Nel parlare di tutela degli interessi di un territorio ben definito, Desimoni ha specificatamente portato l'esempio dell'Aceto Balsamico di Modena Igp: "Ad oggi il sistema di tutela internazionale riguarda solo i marchi registrati, il che significa difendere l'interesse di pochi. Con l'introduzione di sistemi di tutela delle Ig l'obiettivo è di arrivare a tutelare l'interesse di tanti piccoli produttori che insieme fanno l'interesse collettivo di un territorio.
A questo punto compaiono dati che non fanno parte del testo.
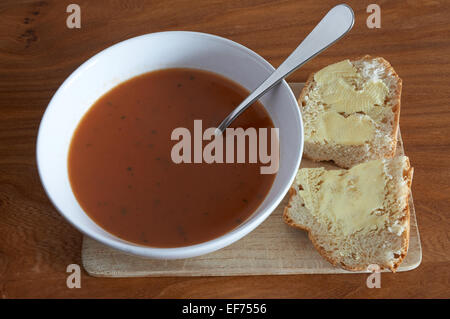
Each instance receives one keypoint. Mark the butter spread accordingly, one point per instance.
(352, 200)
(351, 105)
(352, 130)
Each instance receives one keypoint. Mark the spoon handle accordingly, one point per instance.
(336, 23)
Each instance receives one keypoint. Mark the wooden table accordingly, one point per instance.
(38, 51)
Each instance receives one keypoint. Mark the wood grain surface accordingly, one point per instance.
(38, 51)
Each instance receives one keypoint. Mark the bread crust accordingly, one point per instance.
(395, 108)
(407, 175)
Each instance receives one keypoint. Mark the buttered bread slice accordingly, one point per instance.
(355, 217)
(351, 111)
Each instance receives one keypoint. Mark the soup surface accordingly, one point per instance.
(122, 174)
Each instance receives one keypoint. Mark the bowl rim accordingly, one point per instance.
(173, 252)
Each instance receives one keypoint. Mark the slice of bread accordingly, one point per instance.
(355, 217)
(351, 111)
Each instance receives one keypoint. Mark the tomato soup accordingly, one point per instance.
(122, 174)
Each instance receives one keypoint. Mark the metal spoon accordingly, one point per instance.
(336, 23)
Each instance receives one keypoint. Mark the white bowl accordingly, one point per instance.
(143, 54)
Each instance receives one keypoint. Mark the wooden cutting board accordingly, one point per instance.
(271, 249)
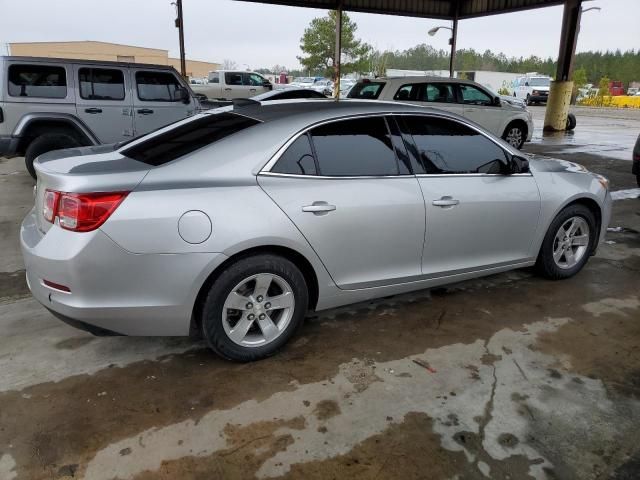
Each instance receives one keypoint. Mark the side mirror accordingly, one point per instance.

Le campagne attorno a Modena, ad esempio, rimangono vivaci e vitali perché su quei territori nascono prodotti di eccellenza come l'aceto balsamico che, per la sua notorietà anche all'estero, viene infatti esportato oltre il 90% della produzione totale, porta un ritorno economico e quindi benessere per il tessuto sociale locale".

Ciò che è emerso da questo incontro con numerosi giuristi di tutto il mondo, protagonisti di tre giorni di lavoro su panel di diversa natura, è un messaggio ben preciso: non deve passare l'idea che ci sia uno scontro tra i Paesi che proteggono le Ig e Paesi che invece rifiutano loro qualsiasi protezione. Piuttosto, mentre è generalmente accettato che le Ig meritino protezione, nascono conflitti per quanto riguarda la forma, il contenuto e la forza di tale protezione.

I lavori si sono articolati partendo dalle disposizioni della legge di Ginevra e hanno sviluppato i seguenti temi: estensione della protezione delle Indicazioni geografiche, in particolare di una protezione 'di base' per non indurre in errore il pubblico e una protezione più forte contro gli attacchi esterni; genericità e posizioni concernenti le Indicazioni geografiche divenute generiche (ciò che accade quando solo una parte dell'Ig è generico o quando terzi presuppongono che un termine simile all'Ig sia generico e possa essere utilizzato liberamente come ad esempio 'parmigiano' rispetto a 'Parmigiano Reggiano'); relazione tra Ig e marchi precedenti; forme di tutela delle Indicazioni geografiche e sanzioni; rifiuto degli effetti di una registrazione internazionale Ig e possibili motivi di un rifiuto e nullità dell'efficacia di una registrazione internazionale.